Overview
Consider this simple scene to the right and suppose you want to point one of these persons to an addressee.
There are many ways in which you could do this, but most speakers have no difficulty in quickly deciding which information to include and how to realize this information verbally and non-verbally via referring expressions like “the man in a suit,” “the woman” and “the younger-looking man”. How do speakers do this?
Both in psycholinguistics and computational linguistics, researchers have addressed aspects of this question, but we still have an incomplete understanding of how the human production of referring expressions works. This project rests on the assumption that for a better, more complete understanding of this process, it is important to bridge the gap between the two disciplines. Such a bridge has both theoretical and methodological advantages. Psycholinguistics has important insights to offer in the human production of referring expressions and a methodology involving carefully constructed and controlled experiments; computational linguistics a well-established approach involving corpus analysis and computational modeling. Together they can be harnessed to achieve new scientific insights in the human production of referring expressions which in turn may result in a better understanding of speech production in general, especially where the interactions between speaker and addressee, between planning and realization, between verbal and non-verbal communication, and between scene perception and speech production are concerned.

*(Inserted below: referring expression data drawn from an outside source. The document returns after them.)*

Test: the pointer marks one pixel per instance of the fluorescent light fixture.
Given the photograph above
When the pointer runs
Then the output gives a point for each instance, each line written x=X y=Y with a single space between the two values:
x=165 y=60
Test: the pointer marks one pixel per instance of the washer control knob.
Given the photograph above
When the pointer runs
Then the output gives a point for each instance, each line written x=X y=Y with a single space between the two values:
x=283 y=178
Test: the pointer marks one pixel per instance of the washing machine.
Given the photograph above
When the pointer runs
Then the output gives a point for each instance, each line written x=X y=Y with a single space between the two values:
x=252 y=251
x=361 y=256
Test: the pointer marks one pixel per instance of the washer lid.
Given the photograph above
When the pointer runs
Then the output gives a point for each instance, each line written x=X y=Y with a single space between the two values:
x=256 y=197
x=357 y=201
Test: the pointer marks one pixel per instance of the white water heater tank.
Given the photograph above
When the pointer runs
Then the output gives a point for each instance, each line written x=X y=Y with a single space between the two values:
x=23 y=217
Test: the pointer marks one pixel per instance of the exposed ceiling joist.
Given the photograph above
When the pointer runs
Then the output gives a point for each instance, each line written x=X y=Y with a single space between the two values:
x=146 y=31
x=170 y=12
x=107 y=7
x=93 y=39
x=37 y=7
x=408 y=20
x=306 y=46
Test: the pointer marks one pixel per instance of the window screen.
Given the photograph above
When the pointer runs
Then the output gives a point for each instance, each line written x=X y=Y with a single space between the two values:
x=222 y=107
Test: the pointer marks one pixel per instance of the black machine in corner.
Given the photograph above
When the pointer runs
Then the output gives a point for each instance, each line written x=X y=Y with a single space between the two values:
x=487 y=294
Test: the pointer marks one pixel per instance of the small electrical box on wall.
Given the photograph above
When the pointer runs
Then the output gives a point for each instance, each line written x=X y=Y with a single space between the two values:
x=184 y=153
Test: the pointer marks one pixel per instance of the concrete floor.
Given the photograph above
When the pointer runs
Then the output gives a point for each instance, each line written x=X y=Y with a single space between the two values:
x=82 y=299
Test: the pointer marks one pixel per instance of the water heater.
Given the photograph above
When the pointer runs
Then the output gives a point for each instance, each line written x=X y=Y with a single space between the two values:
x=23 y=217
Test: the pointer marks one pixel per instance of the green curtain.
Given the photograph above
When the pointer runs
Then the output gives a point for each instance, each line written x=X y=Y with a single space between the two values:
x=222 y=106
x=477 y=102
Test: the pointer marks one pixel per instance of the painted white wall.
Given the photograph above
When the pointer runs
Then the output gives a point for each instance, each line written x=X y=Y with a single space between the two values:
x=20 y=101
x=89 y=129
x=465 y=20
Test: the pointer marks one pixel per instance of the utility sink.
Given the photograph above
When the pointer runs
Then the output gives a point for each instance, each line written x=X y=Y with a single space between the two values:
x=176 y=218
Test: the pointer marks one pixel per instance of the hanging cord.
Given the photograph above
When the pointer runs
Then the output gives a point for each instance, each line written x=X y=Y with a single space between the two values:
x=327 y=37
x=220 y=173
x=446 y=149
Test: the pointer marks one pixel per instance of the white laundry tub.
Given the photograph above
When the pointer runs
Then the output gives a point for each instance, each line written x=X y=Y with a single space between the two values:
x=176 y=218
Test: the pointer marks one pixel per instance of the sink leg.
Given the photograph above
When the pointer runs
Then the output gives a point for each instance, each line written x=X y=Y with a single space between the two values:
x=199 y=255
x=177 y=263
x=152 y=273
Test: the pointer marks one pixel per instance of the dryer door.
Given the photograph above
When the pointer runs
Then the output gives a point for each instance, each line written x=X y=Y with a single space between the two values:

Specific questions that are addressed in this project include: How does scene perception influence the production of referring expressions? Why and how do speakers overspecify their references? What is the impact of audience design and adaptation on the production of referring expressions? How do speech and gesture relate to each other? How are visual cues timed and produced during referring expression production? To what extent do speakers adapt their non-verbal realizations of referring expressions?